Originally published at Notes from the bunker…. You can comment here or there.

I said to the missus today “Is it just me or have things gotten more violent around here?” She said that it wasn’t just me. This area of western Montana has always been pretty quiet. Mostly non-confrontational property crimes…very little face-to-face violent crime…a lot of stereos may get snatched out of parked cars but almost no one gets bonked on the head and dragged into a dark alley. Maybe someone gets drunk and shoots or stabs someone once a year or so. But, lately, there have been daylight burglaries, people waking up to find strangers in their house, people being accosted while out walking,  and the increasing transient/homeless population doing their best to reduce their own numbers through attrition. Its gotten to the point that walking around downtown is to run a gauntlet of filthy and drunken transients asking for, and sometimes demanding, spare change.

I haven’t been concerned about violent crime directed against me in a very long time.

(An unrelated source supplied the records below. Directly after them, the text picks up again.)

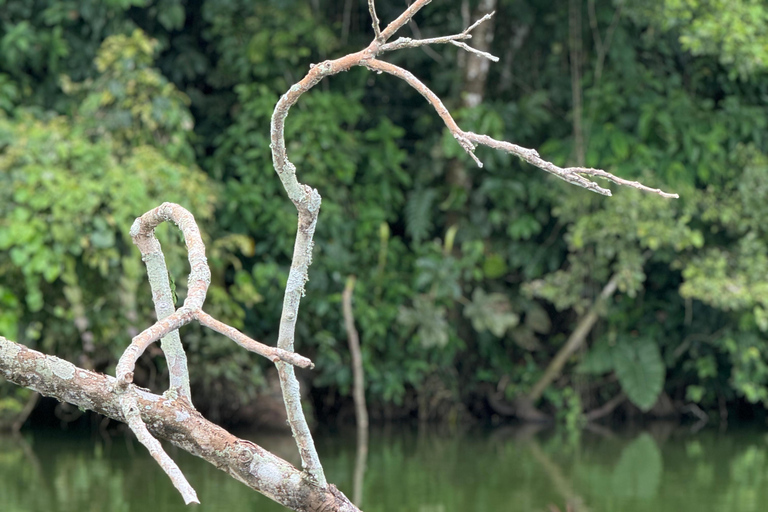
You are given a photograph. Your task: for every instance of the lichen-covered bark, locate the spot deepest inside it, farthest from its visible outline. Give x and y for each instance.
(173, 420)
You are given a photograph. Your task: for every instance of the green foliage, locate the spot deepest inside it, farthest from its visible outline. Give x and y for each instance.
(463, 284)
(638, 474)
(640, 371)
(733, 30)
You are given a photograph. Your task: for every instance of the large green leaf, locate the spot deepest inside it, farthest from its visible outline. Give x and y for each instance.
(640, 370)
(639, 471)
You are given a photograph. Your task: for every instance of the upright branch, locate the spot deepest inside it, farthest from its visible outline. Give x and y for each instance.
(307, 200)
(167, 327)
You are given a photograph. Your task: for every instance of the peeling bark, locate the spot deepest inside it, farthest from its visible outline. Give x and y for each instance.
(176, 421)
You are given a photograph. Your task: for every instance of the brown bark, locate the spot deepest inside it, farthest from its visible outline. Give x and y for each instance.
(175, 421)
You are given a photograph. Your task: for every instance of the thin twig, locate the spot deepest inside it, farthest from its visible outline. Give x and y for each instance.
(130, 407)
(307, 200)
(374, 19)
(272, 353)
(401, 20)
(199, 279)
(465, 46)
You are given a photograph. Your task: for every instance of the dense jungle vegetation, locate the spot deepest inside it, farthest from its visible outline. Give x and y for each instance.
(469, 280)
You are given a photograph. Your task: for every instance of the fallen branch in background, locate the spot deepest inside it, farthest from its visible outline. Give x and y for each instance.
(173, 416)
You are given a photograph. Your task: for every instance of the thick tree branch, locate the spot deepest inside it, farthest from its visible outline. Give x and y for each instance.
(175, 421)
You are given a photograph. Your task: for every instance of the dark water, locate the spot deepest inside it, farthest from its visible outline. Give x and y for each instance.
(664, 469)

Im usually armed, usually aware, and Im not exactly of small stature. Someone trying to rob or intimidate me has gotta be stoned, drunk, or a  poor judge of potential victims.

But Im still disturbed by the recent increase in violent crime and criminal activity. Is it a result of the worsening economy? I don’t think so. A fella laid off from the paper mill after seventeen years doesn’t start breaking into houses or accosting lone women on nature trails. He may drink and smack his wife around, he may play skeet with the back of his throat and a shotgun, but he doesn’t usually go out and turn into a thug.

I suppose the economy could be responsible in the sense that people who were otherwise being ‘serviced’ through public programs are now out on their own and are full of resentment and Mad Dog. Much like how you feed a wild animal and when you stop feeding him he starts going after your chickens.

I suspect its going to do nothing but get worse for a while. People who feel hopeless are going to do stupid things, unbalanced formerly employed people will shoot up their workplaces, strained family relationships will fracture at an accelerated rate, resentment by the ‘have nots’ against the ‘haves’ will build with rationalized acts of theft and violence taking place, etc, etc.

This is all on a local level, mind you. On a national level, in larger population areas, the effects would be worse, Id imagine. You don’t seem to read too much about huge increases in violence and crime during the Great Depression. I suspect that was because there was a far more different moral code in place than today. Today people loudly demand their electronic benefits card and as many handout programs as they can qualify for…back then, being on any form of public assistance was a matter of great shame and many folks said theyd rather go hungry than go on the dole. And if you did wind up swallowing your pride and getting on a government program folks worked as hard as they could to get off of it as quickly as possible.  Today, people game the system to get as much as they can. And today the thought of stealing, robbing or hurting someone for their property isn’t as repugnant as it used to b e. This depressino will, I think, be more violent than the last one.

I’ve become one of those people who says “I remember when I used to be able to leave my doors unlocked…” and then goes on to decry the current state of affairs. But, its true. I think there was a stretch of several years where I never locked the door to my house. It just wasn’t necessary. Didn’t bother locking up my bicycle most of the time either. But nowadays….now I try to be discrete about transporting firearms, I lock my doors, I vet my new neighbors, I scrutinize the people around me, and just generally live in Condition Yellow. It’s probably a better way to go through life than just blithely thinking the world is like some G-rated Disney film but I wish it was driven by choice and not circumstance. Still, it could be worse I suppose. At least here in Montana we can shoot back.